About a month ago they were watching a late night football game and she fell asleep. When she woke up, still on the sofa, at 2AM, he was gone. That's right...gone from the sofa, gone from the house. Now, earlier that day they had talked about going out after the game and she had said that she would like that. In fact, when they started watching the game she told him if she fell asleep to wake her up when it was time to go out.
She wasn't alarmed that he was not there. She figured that he probably went out to his local watering hole to talk about the game....or in this case, brag about his team winning the game. She went to bed, somewhat upset, and didn't awake until he came home at 4AM.
This was something they subsequently discussed...problem resolved. He would not do that again.
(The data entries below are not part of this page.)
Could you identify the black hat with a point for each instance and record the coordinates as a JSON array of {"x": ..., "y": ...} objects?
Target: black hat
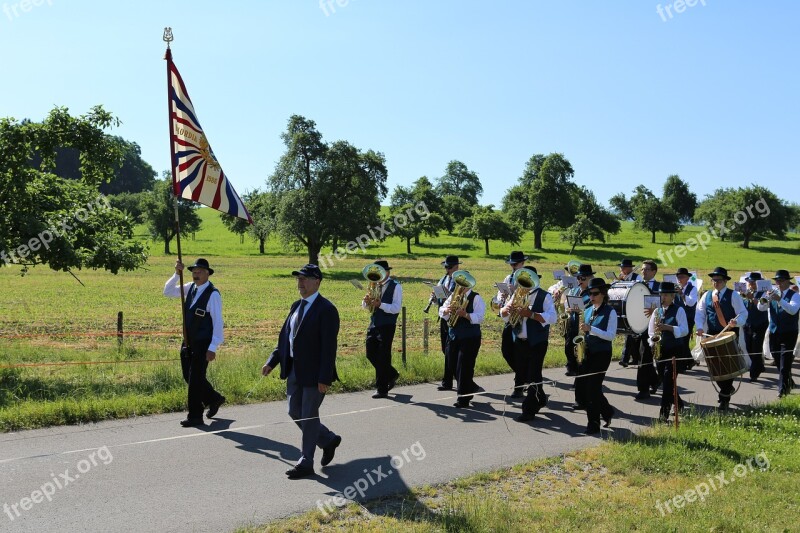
[
  {"x": 782, "y": 274},
  {"x": 451, "y": 260},
  {"x": 201, "y": 263},
  {"x": 597, "y": 283},
  {"x": 667, "y": 287},
  {"x": 516, "y": 257},
  {"x": 384, "y": 264},
  {"x": 719, "y": 271},
  {"x": 309, "y": 271}
]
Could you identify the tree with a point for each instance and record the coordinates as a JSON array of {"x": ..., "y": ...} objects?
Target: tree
[
  {"x": 542, "y": 199},
  {"x": 744, "y": 213},
  {"x": 677, "y": 197},
  {"x": 325, "y": 194},
  {"x": 47, "y": 219},
  {"x": 485, "y": 223},
  {"x": 160, "y": 213}
]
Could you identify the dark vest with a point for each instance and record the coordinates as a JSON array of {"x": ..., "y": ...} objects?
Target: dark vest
[
  {"x": 464, "y": 329},
  {"x": 779, "y": 320},
  {"x": 600, "y": 320},
  {"x": 725, "y": 305},
  {"x": 381, "y": 317},
  {"x": 199, "y": 329}
]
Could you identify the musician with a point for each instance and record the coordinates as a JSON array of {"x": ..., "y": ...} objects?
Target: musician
[
  {"x": 719, "y": 308},
  {"x": 531, "y": 338},
  {"x": 783, "y": 306},
  {"x": 464, "y": 343},
  {"x": 755, "y": 327},
  {"x": 516, "y": 260},
  {"x": 687, "y": 296},
  {"x": 599, "y": 329},
  {"x": 450, "y": 265},
  {"x": 584, "y": 276},
  {"x": 647, "y": 379},
  {"x": 670, "y": 323},
  {"x": 380, "y": 334}
]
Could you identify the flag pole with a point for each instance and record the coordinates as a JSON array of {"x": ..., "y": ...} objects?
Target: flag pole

Last week they were watching one of the games on Sunday. This time it was his team playing against hers. His son, who is in his late teens, was there. Throughout the game Freddie yelled and cheered when his team scored or played well defensively, and griped and complained when her team scored or a call was made against his team. She didn't say anything about his poor sportsmanship or immature behavior because she didn't want to start something in front of his son.
When the game was over, and his team had lost (due to a bad call, in his opinion), he went outside. She figured he was just going out to blow off steam. After about 20 minutes she wondered where he had gone and she and his son went looking for him outside. He was nowhere to be found. A while later he showed up and said that he went to the store for cigarettes (although he had plenty). He had also told his friends that he would see them at the bar after the game, but after his team lost he decided not to go.
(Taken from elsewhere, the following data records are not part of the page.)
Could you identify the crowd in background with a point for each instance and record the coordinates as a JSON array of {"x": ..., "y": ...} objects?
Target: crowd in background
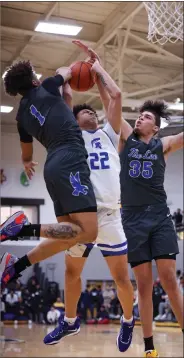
[
  {"x": 178, "y": 219},
  {"x": 97, "y": 304}
]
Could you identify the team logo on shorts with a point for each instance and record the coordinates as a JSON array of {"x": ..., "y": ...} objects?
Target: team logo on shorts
[
  {"x": 77, "y": 186},
  {"x": 96, "y": 143}
]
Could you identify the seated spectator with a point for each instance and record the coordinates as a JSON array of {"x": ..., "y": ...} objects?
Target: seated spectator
[
  {"x": 59, "y": 305},
  {"x": 103, "y": 316},
  {"x": 108, "y": 295},
  {"x": 53, "y": 315},
  {"x": 11, "y": 302},
  {"x": 2, "y": 309}
]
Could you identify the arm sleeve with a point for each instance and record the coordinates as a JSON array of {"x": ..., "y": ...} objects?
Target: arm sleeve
[
  {"x": 24, "y": 136},
  {"x": 52, "y": 84},
  {"x": 114, "y": 137}
]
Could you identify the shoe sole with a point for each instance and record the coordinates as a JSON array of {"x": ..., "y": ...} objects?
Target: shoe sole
[
  {"x": 68, "y": 335},
  {"x": 4, "y": 261},
  {"x": 17, "y": 217}
]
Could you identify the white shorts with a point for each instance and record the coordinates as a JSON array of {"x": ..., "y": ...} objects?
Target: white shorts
[{"x": 111, "y": 238}]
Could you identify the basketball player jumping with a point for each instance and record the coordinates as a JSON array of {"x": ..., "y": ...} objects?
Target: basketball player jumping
[
  {"x": 146, "y": 218},
  {"x": 102, "y": 147},
  {"x": 43, "y": 114}
]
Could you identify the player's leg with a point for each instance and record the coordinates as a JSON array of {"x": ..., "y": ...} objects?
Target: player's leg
[
  {"x": 167, "y": 272},
  {"x": 113, "y": 245},
  {"x": 164, "y": 249},
  {"x": 137, "y": 226}
]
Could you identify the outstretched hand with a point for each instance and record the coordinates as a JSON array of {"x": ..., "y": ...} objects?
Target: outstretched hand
[
  {"x": 91, "y": 53},
  {"x": 29, "y": 168}
]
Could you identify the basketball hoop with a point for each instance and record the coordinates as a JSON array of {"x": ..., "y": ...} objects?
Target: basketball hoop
[{"x": 165, "y": 21}]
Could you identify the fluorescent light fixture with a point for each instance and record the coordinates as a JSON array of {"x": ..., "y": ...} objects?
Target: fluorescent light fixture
[
  {"x": 52, "y": 28},
  {"x": 39, "y": 75},
  {"x": 176, "y": 106},
  {"x": 6, "y": 109}
]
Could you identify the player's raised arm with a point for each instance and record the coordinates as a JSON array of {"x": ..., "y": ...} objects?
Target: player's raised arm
[{"x": 173, "y": 143}]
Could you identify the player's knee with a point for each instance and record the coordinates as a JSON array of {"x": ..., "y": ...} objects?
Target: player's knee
[{"x": 168, "y": 279}]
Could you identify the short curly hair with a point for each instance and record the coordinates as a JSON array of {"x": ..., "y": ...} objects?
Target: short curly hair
[
  {"x": 158, "y": 108},
  {"x": 80, "y": 107},
  {"x": 19, "y": 78}
]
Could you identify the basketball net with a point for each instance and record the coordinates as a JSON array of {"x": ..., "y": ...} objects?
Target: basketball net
[{"x": 165, "y": 21}]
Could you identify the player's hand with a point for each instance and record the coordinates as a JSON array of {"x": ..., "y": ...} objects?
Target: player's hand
[
  {"x": 29, "y": 168},
  {"x": 91, "y": 53},
  {"x": 65, "y": 72}
]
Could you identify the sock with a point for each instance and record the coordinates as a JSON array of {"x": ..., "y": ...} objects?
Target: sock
[
  {"x": 70, "y": 320},
  {"x": 127, "y": 320},
  {"x": 30, "y": 230},
  {"x": 148, "y": 342},
  {"x": 21, "y": 264}
]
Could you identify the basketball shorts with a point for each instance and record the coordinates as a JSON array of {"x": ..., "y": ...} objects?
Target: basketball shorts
[
  {"x": 111, "y": 239},
  {"x": 67, "y": 178},
  {"x": 150, "y": 233}
]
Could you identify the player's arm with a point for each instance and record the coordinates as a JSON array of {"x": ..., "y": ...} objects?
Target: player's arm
[
  {"x": 26, "y": 143},
  {"x": 67, "y": 94},
  {"x": 173, "y": 143},
  {"x": 113, "y": 104}
]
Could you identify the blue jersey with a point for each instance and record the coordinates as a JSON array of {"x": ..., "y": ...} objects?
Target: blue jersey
[{"x": 142, "y": 172}]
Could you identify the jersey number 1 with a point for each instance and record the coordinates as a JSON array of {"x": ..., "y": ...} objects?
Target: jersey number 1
[{"x": 99, "y": 161}]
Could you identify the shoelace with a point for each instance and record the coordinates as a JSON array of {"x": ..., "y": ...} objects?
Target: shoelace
[{"x": 56, "y": 333}]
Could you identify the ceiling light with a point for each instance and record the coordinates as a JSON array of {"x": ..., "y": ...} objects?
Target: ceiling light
[
  {"x": 58, "y": 29},
  {"x": 176, "y": 106},
  {"x": 6, "y": 109},
  {"x": 163, "y": 123},
  {"x": 38, "y": 75}
]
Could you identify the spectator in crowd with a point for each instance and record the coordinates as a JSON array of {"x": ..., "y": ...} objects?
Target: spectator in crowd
[
  {"x": 11, "y": 302},
  {"x": 108, "y": 295},
  {"x": 53, "y": 315}
]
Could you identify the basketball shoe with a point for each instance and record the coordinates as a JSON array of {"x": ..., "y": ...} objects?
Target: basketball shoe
[
  {"x": 124, "y": 338},
  {"x": 10, "y": 229},
  {"x": 62, "y": 330},
  {"x": 7, "y": 271},
  {"x": 151, "y": 353}
]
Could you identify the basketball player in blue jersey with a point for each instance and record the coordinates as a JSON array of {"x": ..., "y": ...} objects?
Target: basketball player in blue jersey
[
  {"x": 44, "y": 115},
  {"x": 146, "y": 218},
  {"x": 102, "y": 147}
]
Question...is this just poor behavior on the part of a sore loser or does it go deeper than that? Should these behaviors be a determining factor in whether or not to continue the relationship?

Welcome!

I've finally gotten around to creating a blog. You're never too old to learn something new!
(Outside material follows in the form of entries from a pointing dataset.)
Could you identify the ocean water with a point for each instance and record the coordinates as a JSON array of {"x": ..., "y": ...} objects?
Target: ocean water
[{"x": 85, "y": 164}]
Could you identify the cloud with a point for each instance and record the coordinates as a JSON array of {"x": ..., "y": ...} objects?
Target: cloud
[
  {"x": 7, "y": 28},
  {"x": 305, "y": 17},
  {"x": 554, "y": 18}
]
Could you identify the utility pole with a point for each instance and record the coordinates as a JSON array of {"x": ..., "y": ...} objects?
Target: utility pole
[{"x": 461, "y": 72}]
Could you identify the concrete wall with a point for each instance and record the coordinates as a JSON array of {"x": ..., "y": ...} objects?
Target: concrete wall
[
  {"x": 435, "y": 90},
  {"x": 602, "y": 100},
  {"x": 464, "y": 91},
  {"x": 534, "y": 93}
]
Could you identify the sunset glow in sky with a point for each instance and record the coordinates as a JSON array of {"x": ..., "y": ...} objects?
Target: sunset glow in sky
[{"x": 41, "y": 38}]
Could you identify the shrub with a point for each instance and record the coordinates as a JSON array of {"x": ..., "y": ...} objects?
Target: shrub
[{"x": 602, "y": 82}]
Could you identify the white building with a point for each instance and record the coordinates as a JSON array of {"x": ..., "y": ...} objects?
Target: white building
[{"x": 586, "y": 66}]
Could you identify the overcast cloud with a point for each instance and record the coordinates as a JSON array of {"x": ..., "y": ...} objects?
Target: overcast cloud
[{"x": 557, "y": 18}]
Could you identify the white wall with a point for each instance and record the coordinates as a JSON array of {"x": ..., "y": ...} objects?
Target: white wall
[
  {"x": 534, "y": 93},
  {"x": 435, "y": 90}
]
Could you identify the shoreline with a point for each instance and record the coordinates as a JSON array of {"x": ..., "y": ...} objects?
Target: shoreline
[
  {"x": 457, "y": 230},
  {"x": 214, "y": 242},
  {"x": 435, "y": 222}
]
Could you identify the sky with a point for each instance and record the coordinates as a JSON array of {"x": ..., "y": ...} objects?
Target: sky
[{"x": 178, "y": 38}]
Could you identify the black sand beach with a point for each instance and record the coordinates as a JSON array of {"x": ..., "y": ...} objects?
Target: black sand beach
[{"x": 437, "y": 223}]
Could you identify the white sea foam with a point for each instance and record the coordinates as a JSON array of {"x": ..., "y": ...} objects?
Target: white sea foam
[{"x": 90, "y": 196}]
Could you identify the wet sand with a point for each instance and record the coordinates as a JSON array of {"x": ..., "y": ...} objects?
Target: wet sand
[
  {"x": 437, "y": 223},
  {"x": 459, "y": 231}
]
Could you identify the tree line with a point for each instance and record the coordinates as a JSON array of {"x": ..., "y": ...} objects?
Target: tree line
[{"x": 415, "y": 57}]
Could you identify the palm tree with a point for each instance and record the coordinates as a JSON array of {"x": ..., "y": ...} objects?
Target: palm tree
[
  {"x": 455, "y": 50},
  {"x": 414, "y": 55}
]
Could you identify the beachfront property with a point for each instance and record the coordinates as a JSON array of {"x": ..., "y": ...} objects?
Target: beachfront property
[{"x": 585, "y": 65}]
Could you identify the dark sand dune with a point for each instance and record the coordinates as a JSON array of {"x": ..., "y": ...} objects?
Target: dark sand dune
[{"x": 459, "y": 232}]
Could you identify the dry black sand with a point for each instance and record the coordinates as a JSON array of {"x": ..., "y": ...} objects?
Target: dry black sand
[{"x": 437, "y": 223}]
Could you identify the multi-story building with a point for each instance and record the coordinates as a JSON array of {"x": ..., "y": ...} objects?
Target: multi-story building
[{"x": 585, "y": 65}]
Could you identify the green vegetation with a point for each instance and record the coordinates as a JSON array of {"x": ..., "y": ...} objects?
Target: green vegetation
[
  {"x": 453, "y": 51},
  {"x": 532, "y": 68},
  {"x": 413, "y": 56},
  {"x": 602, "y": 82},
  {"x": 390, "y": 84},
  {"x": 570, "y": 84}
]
The purpose of my blog is to share and discuss experiences, ideas and opinions about dating and relationships. I know a lot of you out there are going through the dating process. Whether you're just getting started or have been there and are now back, it can be a frustrating and downright scary experience!
I had been away from the dating scene for 25 years and after my divorce found myself back in the dating world and scared to death! It's just not like it used to be. Online dating is promoted as a great way to meet your soul mate. If you have tried online dating you already know that it's not as easy as they make it sound. Finding a way to meet singles in the real world is not any easier; especially when you are 50+...the pickings are slim to say the least!
Please feel free to post any experiences (funny or serious), ideas, opinions or concerns about dating and relationships here! It's called "girl talk" but we're always happy to hear things from a guys point of view.